Ça fait très longtemps que cela me passionne. A la fin des années 70, je m’intéressais déjà à la science et aux travaux de Jean-Henri Fabre. C’est grâce à son travail d’entomologiste que je me suis penché sur les insectes, les scarabées. Il fait partie de mes héros, comme d’autres scientifiques tels que Edward O. Wilson. L’expo à la galerie Templon sera l’occasion de projeter un film que j’ai tourné avec Giacomo Rizzolatti, en première mondiale. Rizzolatti est un vrai génie. Il a prouvé que l’imitation est l’une des plus grandes formes d’intelligence. Que l’empathie et la compassion ne nous viennent pas d’un dieu dans le ciel, mais d’une construction mentale. Quand on accepte ça, on regarde et on interprète les choses différemment.

Le concept d’empathie fait partie intégrante de votre démarche artistique…

Bien sûr. Mon travail peut s’apparenter à une expérience philosophique, un état mental qui se ressent de manière physique. Depuis plus de trente ans, j’ai fait des recherches sur le corps. La peau, le squelette, les fluides corporels, comme le sang, le sperme, les larmes… il fallait que j’en arrive à traiter le cerveau. C’est une évolution organique dans mon parcours.

Vous représentez la matière grise par une matière résolument blanche, le marbre de Carrare, pourquoi ?

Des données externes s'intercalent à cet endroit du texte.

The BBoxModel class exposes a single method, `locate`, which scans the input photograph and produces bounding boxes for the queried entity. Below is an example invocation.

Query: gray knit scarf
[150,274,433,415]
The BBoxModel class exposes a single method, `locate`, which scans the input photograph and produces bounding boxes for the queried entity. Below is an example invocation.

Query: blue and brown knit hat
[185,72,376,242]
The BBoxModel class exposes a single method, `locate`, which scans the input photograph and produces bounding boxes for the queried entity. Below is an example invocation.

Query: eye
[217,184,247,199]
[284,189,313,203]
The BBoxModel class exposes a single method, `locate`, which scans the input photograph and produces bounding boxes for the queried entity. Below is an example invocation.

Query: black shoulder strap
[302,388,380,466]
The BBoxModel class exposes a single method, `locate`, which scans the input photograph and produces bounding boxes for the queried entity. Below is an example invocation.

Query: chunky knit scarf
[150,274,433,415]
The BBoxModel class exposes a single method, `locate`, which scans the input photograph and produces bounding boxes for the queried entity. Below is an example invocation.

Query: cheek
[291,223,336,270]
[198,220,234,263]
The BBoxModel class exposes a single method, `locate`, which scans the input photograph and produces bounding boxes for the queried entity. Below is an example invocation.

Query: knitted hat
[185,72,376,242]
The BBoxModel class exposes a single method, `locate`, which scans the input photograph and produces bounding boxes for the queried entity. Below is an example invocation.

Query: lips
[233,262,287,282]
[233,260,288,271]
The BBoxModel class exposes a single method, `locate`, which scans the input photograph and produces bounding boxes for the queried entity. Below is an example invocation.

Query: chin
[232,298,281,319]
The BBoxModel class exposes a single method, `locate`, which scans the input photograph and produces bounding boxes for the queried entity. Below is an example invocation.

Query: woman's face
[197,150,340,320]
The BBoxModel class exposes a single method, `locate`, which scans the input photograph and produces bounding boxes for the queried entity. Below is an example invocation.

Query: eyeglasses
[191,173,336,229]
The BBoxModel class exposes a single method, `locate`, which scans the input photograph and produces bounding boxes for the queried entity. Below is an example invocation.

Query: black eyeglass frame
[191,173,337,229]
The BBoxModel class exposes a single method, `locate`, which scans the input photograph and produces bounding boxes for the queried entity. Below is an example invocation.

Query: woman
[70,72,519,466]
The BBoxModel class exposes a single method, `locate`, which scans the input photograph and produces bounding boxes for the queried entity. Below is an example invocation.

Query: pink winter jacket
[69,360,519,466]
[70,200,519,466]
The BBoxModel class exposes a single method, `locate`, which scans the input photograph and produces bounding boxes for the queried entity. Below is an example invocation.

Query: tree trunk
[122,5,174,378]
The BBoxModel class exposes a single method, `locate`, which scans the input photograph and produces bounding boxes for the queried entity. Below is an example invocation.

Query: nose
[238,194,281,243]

J’aime utiliser des matériaux classiques et leur donner un aspect très contemporain, un peu comme je l’ai fait avec mes bronzes. Le marbre de Carrare représente la tradition, on l’utilise depuis des siècles, des millénaires même. Et je pense que la véritable avant-garde malmène toujours la tradition. J’ai choisi le marbre le plus pur et le plus blanc, celui de Michel-Ange. C’est presque du lait, du lait maternel ; une blancheur qui représente la plus pure façon de plonger dans l’inconnu. Ce blanc symbolise une autre dimension importante de mon oeuvre, le stade post-mortem de la vie. Un sujet qui me parle particulièrement, parce que j’ai moi-même été deux fois dans le coma.

Comment est-ce arrivé ?

En grimpant à bord d’un bateau sur le canal Albert. Ça n’a pas plu aux marins et alors que j’essayais de sauter par-dessus bord, j’ai reçu un coup de rame sur la nuque et je suis tombé inconscient dans l’eau. J’ai passé neuf jours dans le coma. Et c’est encore arrivé une seconde fois, pendant une bagarre. En perdant connaissance, j’avais l’impression de flotter dans un environnement blanc, c’était très relaxant. Ce sentiment, cet état post-mortem, se retrouve souvent chez moi. D’où le choix de ce marbre immaculé, qui fait le lien avec cette sensation transcendantale de flotter dans l’inconnu. Do we feel with our brain and think with our heart ? explore les relations entre le cerveau et la nature pour aboutir à des hypothèses inédites sur mes thèmes de prédilection. On connaît de mieux en mieux le cerveau, mais en même temps il reste terra incognita. Cet inconnu m’intéresse, j’ai voulu y replonger.

Do we feel with our brain and think with our heart ?, Galerie Daniel Templon, 13a, rue Veydt, à 1060 Bruxelles. Jusqu’au 31 mai prochain.